А Кайсевич записал в своем дневнике: «Познакомились с Гоголем, малороссом, даровитым великорусским писателем, который высказал большую склонность к католицизму».

Не удовлетворенные одними только встречами за столом княгини, благочестивые поляки устремились к Гоголю домой. Он их благодарно принимал и часами разглагольствовал с ними о роли христианства в обществе будущего. Однако вскоре проповедники решили поменять тактику и стали навещать его по одиночке, поскольку, как писал Семененко, «одиночные встречи более располагают к взаимному обнаружению себя».[193] Кайсевич даже сочинил в честь Гоголя сонет, в котором последний стих звучал так: «не замыкай души для небесной росы»

Несмотря на такое давление, Гоголь так и не решился перейти в католичество. Княгиню Волконскую раздражала подобная неопределенность; в ней жаждала страсть обращать людей в эту веру; ей нужно было спасать души одних, подобно тому, как она разбивала сердца других. Она уже начала обращать в католичество своего собственного сына, который с православием был связан едва уловимой нитью. И Гоголь поддерживал ее в этом. «Тогда же она нам сообщила, – писал Семененко, – как поделилась с ним своими намерениями касательно своего сына и как Гоголь сердечно это принял и добродушно подбодрял ее, чтоб она имела надежду – то есть, что ее сын обратится».[194] Почему этот упрямый украинец находил благоразумным обращение в католичество молодого князя Волконского, а сам отказывался последовать той же участи? Зинаида Волконская не могла разрешить это противоречие и просила обоих священников усилить свою проповедь. Но они же придерживались иного мнения и считали, что переход в другую веру никогда не следует торопить, воздействуя давлением на чувства новообращенного. Сам же Гоголь в этой атмосфере религиозного заговора чувствовал себя как рыба в воде. Будучи объектом торга, он вкушал удовольствие от тонких намеков, деликатных уговоров, совместных размышлений над священными текстами. Перемена веры стоила бы ему отказа от всего: от своего воспитания, своего прошлого, своих убеждений. Но остаться православным, мечтая о католицизме, увлечься другой религией, не предавая своей, что может быть более опьяняющим для ума, стремящегося к обновлению. Внешне поддаваясь требовательной Зинаиде Волконской и ее двум союзникам, он твердо стоял на своем.
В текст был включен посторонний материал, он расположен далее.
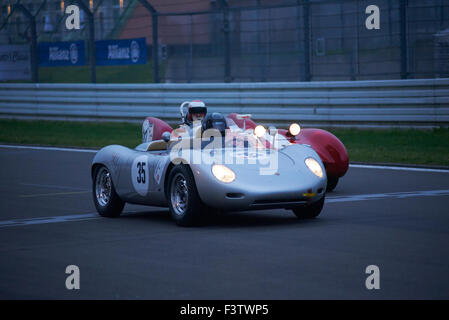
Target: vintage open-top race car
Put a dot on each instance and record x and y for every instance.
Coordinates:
(212, 164)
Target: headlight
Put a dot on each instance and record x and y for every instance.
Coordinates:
(260, 131)
(223, 173)
(294, 129)
(314, 166)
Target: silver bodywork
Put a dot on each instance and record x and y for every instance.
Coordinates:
(250, 190)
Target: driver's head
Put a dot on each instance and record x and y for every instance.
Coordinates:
(197, 110)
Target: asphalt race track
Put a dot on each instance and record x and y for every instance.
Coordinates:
(395, 219)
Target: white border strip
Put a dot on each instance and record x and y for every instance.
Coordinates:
(48, 148)
(359, 166)
(367, 166)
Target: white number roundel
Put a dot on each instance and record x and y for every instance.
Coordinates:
(139, 175)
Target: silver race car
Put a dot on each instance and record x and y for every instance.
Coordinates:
(209, 165)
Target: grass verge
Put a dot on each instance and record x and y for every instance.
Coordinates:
(422, 147)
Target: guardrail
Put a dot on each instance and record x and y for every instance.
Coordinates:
(389, 103)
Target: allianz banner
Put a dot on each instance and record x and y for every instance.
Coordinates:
(15, 62)
(121, 52)
(55, 54)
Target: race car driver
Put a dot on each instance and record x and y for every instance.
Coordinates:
(197, 111)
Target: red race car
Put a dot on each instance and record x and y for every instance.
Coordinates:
(330, 149)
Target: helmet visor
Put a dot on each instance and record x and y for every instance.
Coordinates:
(198, 110)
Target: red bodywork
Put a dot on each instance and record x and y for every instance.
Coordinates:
(330, 149)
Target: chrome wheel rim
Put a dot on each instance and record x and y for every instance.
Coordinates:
(103, 186)
(179, 194)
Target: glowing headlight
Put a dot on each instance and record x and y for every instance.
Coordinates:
(314, 166)
(260, 131)
(294, 129)
(223, 173)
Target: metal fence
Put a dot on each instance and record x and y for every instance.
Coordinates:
(249, 40)
(385, 103)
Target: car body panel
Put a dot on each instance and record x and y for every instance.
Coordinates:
(284, 187)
Словно для того, чтобы уравновесить воздействие общения в высшем свете, Гоголь часто встречался в кафе «Греко», в задымленном и шумном зале, с молодыми русскими художниками, живущими на пансионе, предоставляемым им Академией художеств Санкт-Петербурга. Кафе служило также абонентским пунктом получения писем этих господ. На стенах висели картины, оставленные в качестве оплаты клиентами с пустыми кошельками. Кто-то пил кьянти, кто-то крепкий кофе, выставив локти на стол, кто-то с жаром вел беседу. Все эти большие дети, обросшие и бородатые, в накидках и фетровых шляпах с большими полями были едины в одном – служении красоте. Среди прочих завсегдатаями этого местечка были: мудрый, бедный и готовый взяться за любую работу Иордан, элегантный и обворожительный Моллер, сын министра морского флота, и, конечно же, непреклонный Александр Иванов, с которым Гоголь очень быстро подружился. Искусство для Иванова была настоящим аскетизмом. С пустым животом, но увлеченный идеей, он отказывался от заказов, денег, легкой славы, чтобы полностью посвятить себя написанию многоплановой композиции «Явление Христа народу». Этот грандиозный труд, включающий и свод философских идей, и обобщение художественных приемов, пожирал его заживо и целиком. Вдохновленный Богом, Рафаэлем, Веронезе, Тицианом и Танторе для развития этой идеи и осуществления задуманного, он внушил себе ощущение, что наделен божественным предназначением. Время не имело для него значения. Он работал годами, всегда недовольный собой, бросал и вновь принимался за картину, накапливал эскизы, был в постоянном поиске совершенства, делая тысячи подготовительных этюдов. Одних этих этюдов было бы достаточно, чтобы заполнить выставочный зал. Каждую пятницу он ходил в римскую синагогу, чтобы там наблюдать за лицами евреев. Пустынный пейзаж, который должен был послужить отображением места действия и окружающим группу фоном на картине, он рисовал, установив свой мольберт на болотистых окрестностях Понтина. Он неустанно делал копии с бюстов Аполлона Бельведерского и образа Христа, которого он отыскал в Палермо, в надежде, что соединение этих двух ликов ему подскажет черты его святого Иоанна Крестителя.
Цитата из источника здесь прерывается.